Коржиков встал со стула и прошелся взад и вперед по комнате. Он остановился против Любовина и спокойно сказал:
– Да, суд. Расстрел. Может быть, до расстрела-то и не дойдет. Смягчающие вину обстоятельства есть, а каторги не избежать.
– Ну, что же делать? Научите.
– Исчезнуть надо, – снова начиная ходить по комнате, сказал Коржиков.
– То есть это в каком смысле? – бледнея, спросил Любовин.
– В прямом, товарищ, в прямом. Все равно – расстрел. А тут сами. И так, чтобы никто не видал. И тела не нашли. Марию Михайловну спасать надо,
Любовин стал белым как полотно. Он весь трясся внутренней, тяжелой дрожью. Коржиков стоял против него и внимательно с презрением смотрел на него.
– Эх, вы! – вдруг сурово крикнул он. – Раздевайтесь.
– Что? – пролепетал Любовин.
– Раздевайтесь, говорю я вам. Снимайте шинель… Да ну! Не можете Я вам помогу. Ну, живо. До света кончить надо.
Он помог Любовину снять шинель и бросил ее в сторону. Взял палаш.
– Эка громоздкая какая штука. Не легко ее будет уничтожить. Поди и с номером?
– С номером, – прошептал Любовин. Он был жалок.

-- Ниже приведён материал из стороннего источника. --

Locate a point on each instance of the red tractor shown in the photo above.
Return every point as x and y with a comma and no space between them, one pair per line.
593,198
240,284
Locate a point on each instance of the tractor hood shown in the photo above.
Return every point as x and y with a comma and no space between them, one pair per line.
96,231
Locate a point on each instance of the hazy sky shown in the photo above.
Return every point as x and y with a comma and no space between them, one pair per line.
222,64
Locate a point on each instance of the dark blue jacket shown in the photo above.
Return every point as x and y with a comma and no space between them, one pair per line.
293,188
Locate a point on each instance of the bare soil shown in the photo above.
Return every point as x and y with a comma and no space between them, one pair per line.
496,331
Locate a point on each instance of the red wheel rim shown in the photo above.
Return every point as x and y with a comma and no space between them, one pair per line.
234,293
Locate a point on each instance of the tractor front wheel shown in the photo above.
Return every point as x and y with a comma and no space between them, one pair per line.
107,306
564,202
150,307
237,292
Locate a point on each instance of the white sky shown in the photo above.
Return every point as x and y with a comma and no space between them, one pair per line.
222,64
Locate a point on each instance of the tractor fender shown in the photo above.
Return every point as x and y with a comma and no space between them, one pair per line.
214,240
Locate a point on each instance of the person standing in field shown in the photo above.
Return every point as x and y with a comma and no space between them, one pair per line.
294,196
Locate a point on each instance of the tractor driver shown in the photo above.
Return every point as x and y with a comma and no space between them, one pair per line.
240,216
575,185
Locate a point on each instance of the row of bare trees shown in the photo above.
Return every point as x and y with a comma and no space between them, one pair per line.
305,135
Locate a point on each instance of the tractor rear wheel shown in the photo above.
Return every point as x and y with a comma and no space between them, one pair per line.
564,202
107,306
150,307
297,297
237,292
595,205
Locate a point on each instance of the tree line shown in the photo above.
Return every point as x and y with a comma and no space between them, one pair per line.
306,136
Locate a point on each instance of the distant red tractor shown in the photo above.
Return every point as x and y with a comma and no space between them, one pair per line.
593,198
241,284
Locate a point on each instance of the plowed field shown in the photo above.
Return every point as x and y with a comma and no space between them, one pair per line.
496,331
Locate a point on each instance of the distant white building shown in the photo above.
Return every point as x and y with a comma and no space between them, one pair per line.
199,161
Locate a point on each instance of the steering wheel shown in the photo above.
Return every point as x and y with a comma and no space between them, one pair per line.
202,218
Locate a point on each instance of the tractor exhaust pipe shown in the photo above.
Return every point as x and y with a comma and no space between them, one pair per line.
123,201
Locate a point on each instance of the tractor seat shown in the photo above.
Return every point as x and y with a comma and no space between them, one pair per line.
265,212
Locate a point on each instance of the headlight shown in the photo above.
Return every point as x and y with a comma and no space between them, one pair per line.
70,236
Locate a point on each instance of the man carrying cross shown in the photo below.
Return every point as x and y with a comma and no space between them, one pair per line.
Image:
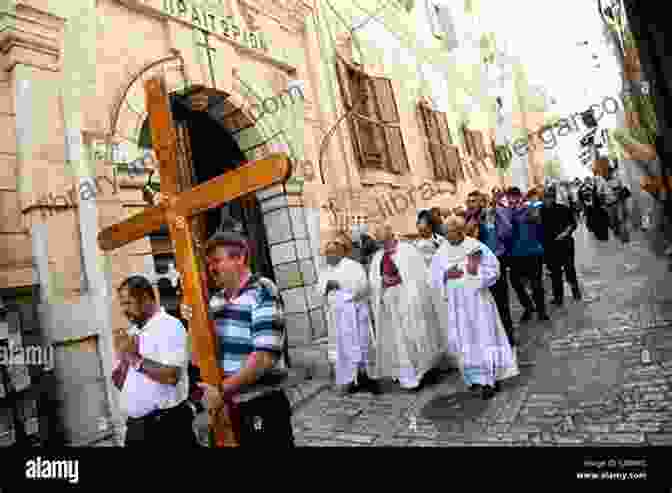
250,330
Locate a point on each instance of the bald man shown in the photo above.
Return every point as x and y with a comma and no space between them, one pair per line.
408,342
463,270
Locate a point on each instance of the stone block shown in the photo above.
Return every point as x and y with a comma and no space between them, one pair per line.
660,439
283,253
277,226
319,323
288,276
298,219
276,202
295,300
299,330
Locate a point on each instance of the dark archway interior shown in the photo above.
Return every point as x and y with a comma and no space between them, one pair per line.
214,152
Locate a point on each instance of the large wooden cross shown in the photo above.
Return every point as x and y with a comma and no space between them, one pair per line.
177,210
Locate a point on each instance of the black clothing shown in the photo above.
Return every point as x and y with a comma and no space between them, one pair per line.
556,219
560,258
266,421
559,254
500,291
168,428
529,268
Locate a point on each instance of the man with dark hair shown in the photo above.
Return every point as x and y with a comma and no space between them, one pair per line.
527,253
250,326
151,372
559,226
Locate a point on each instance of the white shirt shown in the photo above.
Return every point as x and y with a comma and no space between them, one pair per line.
163,339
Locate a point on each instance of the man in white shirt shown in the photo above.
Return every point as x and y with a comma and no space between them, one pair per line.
152,370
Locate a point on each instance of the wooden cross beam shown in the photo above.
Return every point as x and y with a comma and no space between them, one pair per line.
176,209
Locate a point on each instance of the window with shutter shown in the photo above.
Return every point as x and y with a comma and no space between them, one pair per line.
374,120
479,144
468,149
443,155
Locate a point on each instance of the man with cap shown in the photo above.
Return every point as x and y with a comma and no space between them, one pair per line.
344,284
248,313
559,225
527,254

– Белье снимайте, – сурово крикнул Коржиков, – на белье тоже клейма?
– Федор Федорович. Что же это? Ужели сейчас? – трясясь, сказал Любовин.
– Да вы что, товарищ?
– Смерть, – прошептал Любовин.
Коржиков достал из комода смену белья и кинул, посмотрел за занавеской, где висели штаны, пиджаки и жилетки, и выбрал из них костюм.
– Одевайтесь, – сказал он. – Пальто и шапку мои возьмете. Паспорт заграничный я вам сейчас изготовлю. Поедете в Швейцарию, в местечко Зоммервальд к товарищу Варнакову. Поезд идет в шесть часов утра с Варшавского вокзала. Вы теперь товарищ Станислав Лещинский, поляк, Ковенской губернии, слесарь. Эх, стрижка у вас подлая, солдатская. Ну да лицо несолдатское. Поняли – сегодня же уехали. Да язык-то на польский ломайте, а лучше молчите. Ну, что, готовы?

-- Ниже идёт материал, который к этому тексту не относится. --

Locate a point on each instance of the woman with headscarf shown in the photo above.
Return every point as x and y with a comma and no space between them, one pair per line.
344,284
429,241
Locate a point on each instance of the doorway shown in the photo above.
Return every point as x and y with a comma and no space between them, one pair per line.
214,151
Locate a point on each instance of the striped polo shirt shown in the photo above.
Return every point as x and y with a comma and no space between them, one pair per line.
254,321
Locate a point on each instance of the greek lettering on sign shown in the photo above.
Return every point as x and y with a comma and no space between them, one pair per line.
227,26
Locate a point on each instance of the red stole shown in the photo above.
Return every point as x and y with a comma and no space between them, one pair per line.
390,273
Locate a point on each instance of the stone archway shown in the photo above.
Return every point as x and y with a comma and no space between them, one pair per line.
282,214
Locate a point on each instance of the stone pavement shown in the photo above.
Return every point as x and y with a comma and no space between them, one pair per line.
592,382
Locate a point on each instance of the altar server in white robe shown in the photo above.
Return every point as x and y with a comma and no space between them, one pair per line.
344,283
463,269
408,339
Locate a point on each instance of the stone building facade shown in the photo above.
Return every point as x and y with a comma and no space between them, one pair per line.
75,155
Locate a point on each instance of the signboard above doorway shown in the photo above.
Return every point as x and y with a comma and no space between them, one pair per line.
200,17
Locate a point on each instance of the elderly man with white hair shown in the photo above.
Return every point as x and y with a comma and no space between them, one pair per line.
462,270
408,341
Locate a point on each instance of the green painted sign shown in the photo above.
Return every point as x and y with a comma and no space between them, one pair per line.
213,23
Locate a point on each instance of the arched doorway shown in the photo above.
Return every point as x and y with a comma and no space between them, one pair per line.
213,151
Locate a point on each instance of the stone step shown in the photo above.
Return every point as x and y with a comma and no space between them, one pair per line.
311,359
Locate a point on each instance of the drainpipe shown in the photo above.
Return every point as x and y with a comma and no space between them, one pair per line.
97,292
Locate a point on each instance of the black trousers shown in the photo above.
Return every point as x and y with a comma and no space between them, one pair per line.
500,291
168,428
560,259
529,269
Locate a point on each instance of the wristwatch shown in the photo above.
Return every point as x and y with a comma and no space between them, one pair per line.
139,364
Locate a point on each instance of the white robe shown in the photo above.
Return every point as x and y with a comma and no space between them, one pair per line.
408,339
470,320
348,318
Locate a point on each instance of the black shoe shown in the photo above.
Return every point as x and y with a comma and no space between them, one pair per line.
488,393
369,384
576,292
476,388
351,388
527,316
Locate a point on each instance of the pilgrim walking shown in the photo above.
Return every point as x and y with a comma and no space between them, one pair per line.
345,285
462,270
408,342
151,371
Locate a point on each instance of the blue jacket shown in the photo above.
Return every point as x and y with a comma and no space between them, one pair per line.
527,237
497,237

– А как же Маруся? – спросил ободрившийся Любовин. Коржиков гордо выпрямился и прямо посмотрел в глаза Любовину.
– О Марье Михайловне не извольте безпокоиться. Никакого срама за нею не будет.
– Что же вы сделаете? – спросил Любовин.
– Я женюсь на Марье Михайловне.
– Но… она беременна, – прошептал Любовин.
– Вот именно потому-то я и женюсь на ней, – с гордостью сказал Коржиков и, скрестив на груди руки, остро и строго посмотрел на Любовина.